THE CITY of Greater Bendigo spent $52,000 cleaning up approximately 150 graffiti incidents last financial year and needs a clear policy for how to handle it, council staff say.
They say it is unclear who should deal with some graffiti on public and private property and want councillors to tag their names to a new policy on Monday.
It could also help the council shift to preventative strategies that would cut down on the cost of clean-ups, they said.
That could include during the design phase of buildings and other assets, or by using materials that are easy to clean off, for example.
The council has long wanted a "graffiti free city" and prefers to clean up vandalism quickly as a matter of pride in its assets, and tends to discourage more incidents in an area.
It also has power to clean up graffiti on private property under the right circumstances.
The draft policy would require council workers to clean up offensive graffiti on its assets within 48 hours, and to fast-track arrangements with private property owners if it can be seen from a public place.

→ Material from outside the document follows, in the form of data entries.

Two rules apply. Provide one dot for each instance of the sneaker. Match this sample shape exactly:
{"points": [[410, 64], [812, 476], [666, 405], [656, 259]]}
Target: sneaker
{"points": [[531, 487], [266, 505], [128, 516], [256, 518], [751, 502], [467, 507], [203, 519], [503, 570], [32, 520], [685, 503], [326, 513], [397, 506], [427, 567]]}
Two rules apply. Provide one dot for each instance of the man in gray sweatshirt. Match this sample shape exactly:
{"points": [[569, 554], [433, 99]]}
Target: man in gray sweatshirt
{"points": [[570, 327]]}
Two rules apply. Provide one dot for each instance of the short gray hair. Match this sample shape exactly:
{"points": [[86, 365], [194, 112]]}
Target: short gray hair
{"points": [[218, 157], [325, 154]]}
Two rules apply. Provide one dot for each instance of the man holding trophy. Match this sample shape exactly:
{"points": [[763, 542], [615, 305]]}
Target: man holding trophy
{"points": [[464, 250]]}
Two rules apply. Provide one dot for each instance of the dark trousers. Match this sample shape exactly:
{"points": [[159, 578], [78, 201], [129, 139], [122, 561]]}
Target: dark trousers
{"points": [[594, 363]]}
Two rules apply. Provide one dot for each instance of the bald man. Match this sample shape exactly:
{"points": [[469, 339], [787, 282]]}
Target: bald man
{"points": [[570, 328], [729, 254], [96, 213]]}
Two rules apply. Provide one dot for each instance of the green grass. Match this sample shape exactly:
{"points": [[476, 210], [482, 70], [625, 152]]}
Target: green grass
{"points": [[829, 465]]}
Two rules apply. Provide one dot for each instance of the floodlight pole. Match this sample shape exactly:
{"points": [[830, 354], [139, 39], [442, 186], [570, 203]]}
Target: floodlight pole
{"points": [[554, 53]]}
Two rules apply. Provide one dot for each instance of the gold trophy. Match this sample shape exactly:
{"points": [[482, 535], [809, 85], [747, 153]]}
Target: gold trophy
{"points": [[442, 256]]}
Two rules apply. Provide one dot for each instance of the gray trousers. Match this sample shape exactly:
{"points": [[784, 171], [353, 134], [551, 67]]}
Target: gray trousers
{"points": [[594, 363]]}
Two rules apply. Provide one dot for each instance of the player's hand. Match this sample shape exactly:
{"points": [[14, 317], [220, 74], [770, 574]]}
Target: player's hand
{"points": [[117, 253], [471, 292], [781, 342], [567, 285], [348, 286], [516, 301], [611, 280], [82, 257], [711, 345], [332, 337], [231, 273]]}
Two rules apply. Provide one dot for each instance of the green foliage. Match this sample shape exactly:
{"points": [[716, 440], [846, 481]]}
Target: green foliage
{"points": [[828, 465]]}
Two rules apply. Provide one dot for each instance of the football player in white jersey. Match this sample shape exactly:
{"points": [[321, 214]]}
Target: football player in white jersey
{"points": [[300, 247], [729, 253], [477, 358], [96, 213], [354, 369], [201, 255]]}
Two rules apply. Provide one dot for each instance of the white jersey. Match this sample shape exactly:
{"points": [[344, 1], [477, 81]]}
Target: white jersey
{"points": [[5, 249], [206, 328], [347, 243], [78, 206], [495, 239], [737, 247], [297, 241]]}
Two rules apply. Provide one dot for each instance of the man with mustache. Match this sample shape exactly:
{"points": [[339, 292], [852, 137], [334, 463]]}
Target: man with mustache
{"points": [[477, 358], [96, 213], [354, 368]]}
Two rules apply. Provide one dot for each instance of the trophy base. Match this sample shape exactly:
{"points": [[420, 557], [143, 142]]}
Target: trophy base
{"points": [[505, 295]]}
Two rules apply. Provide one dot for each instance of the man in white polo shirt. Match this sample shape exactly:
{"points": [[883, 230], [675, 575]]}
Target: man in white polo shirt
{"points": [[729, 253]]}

Graffiti can change people's sense of safety, council officers said in the draft policy.
"Some people may feel that an area with graffiti is unsafe and therefore may avoid areas," they said.
"The presence of graffiti may also increase feelings of fear and disorder in the local community and can distort perceptions around the actual level of crime and safety."
Council staff consulted with a wide range of people as they drafted the policy, including a La Trobe University expert and a Bendigo artist.
It also talked with the Department of Justice and groups that also often deal with graffiti, like V/Line.